The idea is that the financial crisis could've been the Democrats' 9/11, and this time no WMD-style lies would be needed to pass legislation. The truth would be enough. Under the same sort of national climate of anger, this time one where anybody who opposed higher taxes on the rich or more bank regulation or health care reform or whatever would be hated as an elitist scumbag, Republicans would find themselves tied in the same knots that Democrats were over Iraq. Whatever it was that prevented Democrats from filibustering the Iraq War Resolution, that got them making bad arguments against Dean, that got all that ridiculous War on Terror legislation through -- that was going to happen again, just the other way around. And we would get lots of big progressive legislation passed, just like Bush got his War and Homeland Security and the Patriot Act. And since our big legislation is actually good legislation instead of being disastrous like the Iraq War, this would be a tremendous achievement for America.

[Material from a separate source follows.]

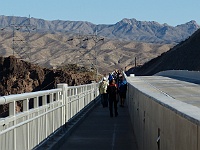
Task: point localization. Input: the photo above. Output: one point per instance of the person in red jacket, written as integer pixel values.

Anyway, that's the idea. Maybe there's some reason it wouldn't work. But citing a bunch of domestic policy legislation where Bush had to cut deals really is irrelevant. The big question in progressive minds and hearts is: Why can't we do it the way Bush did all the War on Terror stuff?

4 comments:

The Navigator said...

Am I the only one who thinks of John Roberts? And Samuel Alito? Especially Alito, whose vote moved the Court substantially to the right.

janinsanfran said...

That's the best summary of what's going on here I've ever read. Works for me.

Guess we didn't understand that leading Dems, most especially the Prez, didn't really want to govern for the benefit of most people.

Davis X. Machina said...

Why can't we do it the way Bush did all the War on Terror stuff?

Because even within the Democratic party, redistributionist social provision and stricter regulation of the FIRE sector, can't command reliable majorities?

CreidS said...

Bingo.

As for the big question: because we aren't Republicans. They have a very different modus operandi. Loyalty was the watch-word for the Bush administration, and getting Liberals to hang together without putting their two cents in is almost impossible. We believe in personal opinions. No liberal ever said, "If it's good enough for Obama, it's good enough for me!"